Bill Gazaway would receive the last-place finish for his collision involving the rear end of his 1960 Oldsmobile vehicle on the first lap of the race; giving him the shortest NASCAR Grand National Series career alongside Paul Norris and Rich Vogler. LeeRoy Yarbrough would make his first NASCAR career start here; finishing in 33rd due to a crash on lap 60. Eight notable crew chiefs participated in the event; including Bud Moore, Ray Fox, Leonard Wood and Cotton Owens.
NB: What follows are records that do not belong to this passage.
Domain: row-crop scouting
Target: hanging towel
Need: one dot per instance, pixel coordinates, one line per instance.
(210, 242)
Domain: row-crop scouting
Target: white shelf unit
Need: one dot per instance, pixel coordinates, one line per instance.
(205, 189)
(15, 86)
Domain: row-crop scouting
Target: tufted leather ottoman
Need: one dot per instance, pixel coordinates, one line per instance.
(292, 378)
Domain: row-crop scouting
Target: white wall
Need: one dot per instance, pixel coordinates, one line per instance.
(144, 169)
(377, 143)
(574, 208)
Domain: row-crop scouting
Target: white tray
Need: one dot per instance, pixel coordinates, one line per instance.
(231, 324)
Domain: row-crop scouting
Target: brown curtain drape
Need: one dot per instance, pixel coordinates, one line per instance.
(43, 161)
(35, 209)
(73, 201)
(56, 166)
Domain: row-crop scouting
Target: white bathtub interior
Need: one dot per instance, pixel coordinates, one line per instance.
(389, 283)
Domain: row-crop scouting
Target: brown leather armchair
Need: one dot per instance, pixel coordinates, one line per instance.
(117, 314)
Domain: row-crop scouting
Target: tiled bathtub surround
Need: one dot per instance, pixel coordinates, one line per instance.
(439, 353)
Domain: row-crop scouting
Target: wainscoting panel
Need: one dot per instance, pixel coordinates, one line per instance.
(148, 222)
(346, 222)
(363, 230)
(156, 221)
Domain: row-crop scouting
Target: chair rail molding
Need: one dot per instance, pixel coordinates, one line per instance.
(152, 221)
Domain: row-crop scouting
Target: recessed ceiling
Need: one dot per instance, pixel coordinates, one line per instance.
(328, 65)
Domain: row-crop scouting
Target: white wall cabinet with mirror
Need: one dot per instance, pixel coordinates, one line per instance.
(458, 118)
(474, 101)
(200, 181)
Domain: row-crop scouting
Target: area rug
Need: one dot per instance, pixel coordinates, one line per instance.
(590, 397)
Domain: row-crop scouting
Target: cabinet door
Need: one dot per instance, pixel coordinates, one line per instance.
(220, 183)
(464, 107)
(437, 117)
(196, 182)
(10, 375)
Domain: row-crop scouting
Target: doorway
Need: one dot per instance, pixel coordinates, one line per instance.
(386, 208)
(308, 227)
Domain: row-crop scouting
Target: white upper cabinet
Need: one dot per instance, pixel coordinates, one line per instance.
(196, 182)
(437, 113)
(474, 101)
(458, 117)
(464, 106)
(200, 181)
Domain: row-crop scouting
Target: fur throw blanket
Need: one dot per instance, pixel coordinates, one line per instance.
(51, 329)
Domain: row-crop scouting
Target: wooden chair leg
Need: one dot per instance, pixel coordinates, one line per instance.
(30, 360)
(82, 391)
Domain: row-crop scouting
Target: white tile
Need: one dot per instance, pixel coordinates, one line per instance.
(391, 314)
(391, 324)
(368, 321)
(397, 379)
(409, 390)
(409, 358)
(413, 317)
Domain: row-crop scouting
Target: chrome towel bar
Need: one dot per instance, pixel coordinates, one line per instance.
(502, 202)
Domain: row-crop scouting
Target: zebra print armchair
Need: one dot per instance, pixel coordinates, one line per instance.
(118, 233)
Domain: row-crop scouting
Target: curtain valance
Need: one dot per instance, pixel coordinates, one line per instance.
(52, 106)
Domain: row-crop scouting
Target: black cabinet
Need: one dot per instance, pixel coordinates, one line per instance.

The record for the shortest NASCAR career would be broken in 1990 by Rich Vogler. He qualified for a 1990 race at Pocono, but he died the night before the race. He was given a 40th-place finish and a "Did Not Start", which means he completed zero laps. The fewest lead changes were committed here; this record would be officially tied with the 1961 Dixie 400 the following year.

===Qualifying===

| Grid | No. | Driver | Manufacturer | Qualifying time | Speed | Owner |
|---|---|---|---|---|---|---|
| 1 | 22 | Fireball Roberts | '60 Pontiac | 2:40.030 | 134.975 | John Hines |
| 2 | 47 | Jack Smith | '60 Pontiac | 2:41.180 | 134.012 | Jack Smith |
| 3 | 27 | Junior Johnson | '60 Pontiac | 2:41.810 | 133.490 | John Masoni |
| 4 | 28 | Fred Lorenzen | '60 Ford | 2:44.660 | 133.169 | Fred Lorenzen |
| 5 | 5 | Bobby Johns | '60 Pontiac | 2:44.660 | 131.179 | Cotton Owens |
| 6 | 12 | Joe Weatherly | '60 Ford | 2:44.130 | 131.603 | Holman-Moody |
| 7 | 94 | Banjo Matthews | '60 Ford | 2:44.070 | 131.651 | Banjo Matthews |
| 8 | 4 | Rex White | '60 Chevrolet | 2:45.790 | 130.285 | Rex White |
| 9 | 85 | Emanuel Zervakis | '60 Chevrolet | 2:45.960 | 130.152 | Monroe Shook |
| 10 | 90 | Tiny Lund | '60 Ford | 2:46.100 | 130.042 | Junie Donlavey |

==Timeline==
Section reference:
- Start of race: Fireball Roberts officially held the pole position as the green flag was waved.
- Lap 1: Bill Gazaway would lose the rear end of his vehicle; Paul Norris fell out with engine failure.
- Lap 5: Ned Jarrett's engine stopped working properly.
- Lap 16: Friday Hassler's engine stopped working properly.
- Lap 23: Wilbur Rakestraw's engine stopped working properly.
- Lap 24: Elmo Langley's engine stopped working properly.
- Lap 39: Bob Eichor had a terminal crash.
- Lap 44: Jack Smith took over the lead from Fireball Roberts.
- Lap 46: Marvin Panch's brakes stopped working properly.
- Lap 51: Banjo Matthews had a terminal crash.
- Lap 52: Tiny Lund's engine stopped working properly.
- Lap 58: Jimmy Pardue's engine stopped working properly; Tiny Lund's engine would suffer a similar fate.
- Lap 60: LeeRoy Yarbrough had a terminal crash.
- Lap 63: Tommy Irwin took over the lead from Jack Smith.
- Lap 65: Joe Weatherly took over the lead from Tommy Irwin.
- Lap 73: The frame came right off of T.C. Hunt's vehicle.
- Lap 74: A problematic axle took Charlie Glotzbach out of the race.
- Lap 83: Johnny Beauchamp took over the lead from Joe Weatherly.
- Lap 85: Johnny Beauchamp had a terminal crash.
- Lap 86: Joe Weatherly took over the lead from Johnny Beauchamp.
- Lap 108: Roscoe Thompson took over the lead from Joe Weatherly.
- Lap 110: Bobby Johns took over the lead from Roscoe Thompson.
- Lap 132: The frame came right off of Charley Griffith's vehicle.
- Lap 144: Roscoe Thompson had a terminal crash.
- Lap 154: Jack Smith's engine stopped working properly.
- Lap 212: David Pearson had a terminal crash; a problematic axle took Junior Johnson out of the race.
- Lap 224: Tom Pistone's gas tank stopped working properly.
- Lap 255: Doug Yates' fuel pump stopped working properly.
- Finish: Bobby Johns was officially credited with the victory.